Understanding Toil in SRE

When I first stepped into the role of a Site Reliability Engineer at a fast-growing fintech startup, I was excited about building scalable infrastructure and solving complex availability challenges. What I wasn't prepared for was spending 70% of my time on mundane, repetitive tasks that left me feeling like a human button-pusher rather than an engineer. That's when I learned about the concept of "toil" in SRE—and it completely transformed how I approach operations work.

What Toil Really Means: Lessons from the Trenches

In the SRE world, toil isn't just "work we don't like." It's specifically the manual, repetitive, automatable work that scales linearly with service growth and adds no lasting value to the system. After years of battling toil across multiple cloud platforms, I've come to recognize it immediately by these characteristics:

It's mind-numbingly manual - You're doing the same thing over and over with human hands
It's frustratingly repetitive - You've done this exact task many times before
It's obviously automatable - You know a script could do this, if only you had time to write it
It's purely tactical - It solves today's problem but does nothing for tomorrow
It creates no lasting improvement - The system isn't better after you're done
It grows linearly with your service - Double the users, double the toil

The most insidious thing about toil? It creates a vicious cycle. The more toil you have, the less time you have to eliminate it. Break this cycle, and you unlock your team's true potential.

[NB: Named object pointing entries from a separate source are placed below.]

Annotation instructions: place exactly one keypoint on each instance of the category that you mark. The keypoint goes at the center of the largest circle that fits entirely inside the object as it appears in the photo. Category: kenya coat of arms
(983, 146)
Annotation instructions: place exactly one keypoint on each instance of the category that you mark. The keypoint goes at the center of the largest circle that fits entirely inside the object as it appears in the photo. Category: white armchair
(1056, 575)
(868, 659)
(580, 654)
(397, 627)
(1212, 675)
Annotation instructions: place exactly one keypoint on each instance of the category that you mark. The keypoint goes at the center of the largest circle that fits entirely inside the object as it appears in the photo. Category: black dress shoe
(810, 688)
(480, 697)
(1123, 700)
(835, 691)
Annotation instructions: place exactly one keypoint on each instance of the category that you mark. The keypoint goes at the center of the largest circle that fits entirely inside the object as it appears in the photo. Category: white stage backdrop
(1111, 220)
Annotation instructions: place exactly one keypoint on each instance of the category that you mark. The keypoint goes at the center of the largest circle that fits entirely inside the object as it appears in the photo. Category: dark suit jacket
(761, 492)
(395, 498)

My Personal Battle with Toil on AWS

Early in my SRE career, I was part of a team managing over 200 EC2 instances across multiple AWS accounts. Our typical week included these toil-heavy activities:

Manually adjusting Auto Scaling groups based on expected traffic
SSH-ing into instances to check logs when alerts fired
Rotating credentials and updating them across multiple services
Running the same database maintenance queries on dozens of RDS instances
Manually approving and implementing routine infrastructure changes

I was spending 30+ hours a week on these tasks alone. Something had to change.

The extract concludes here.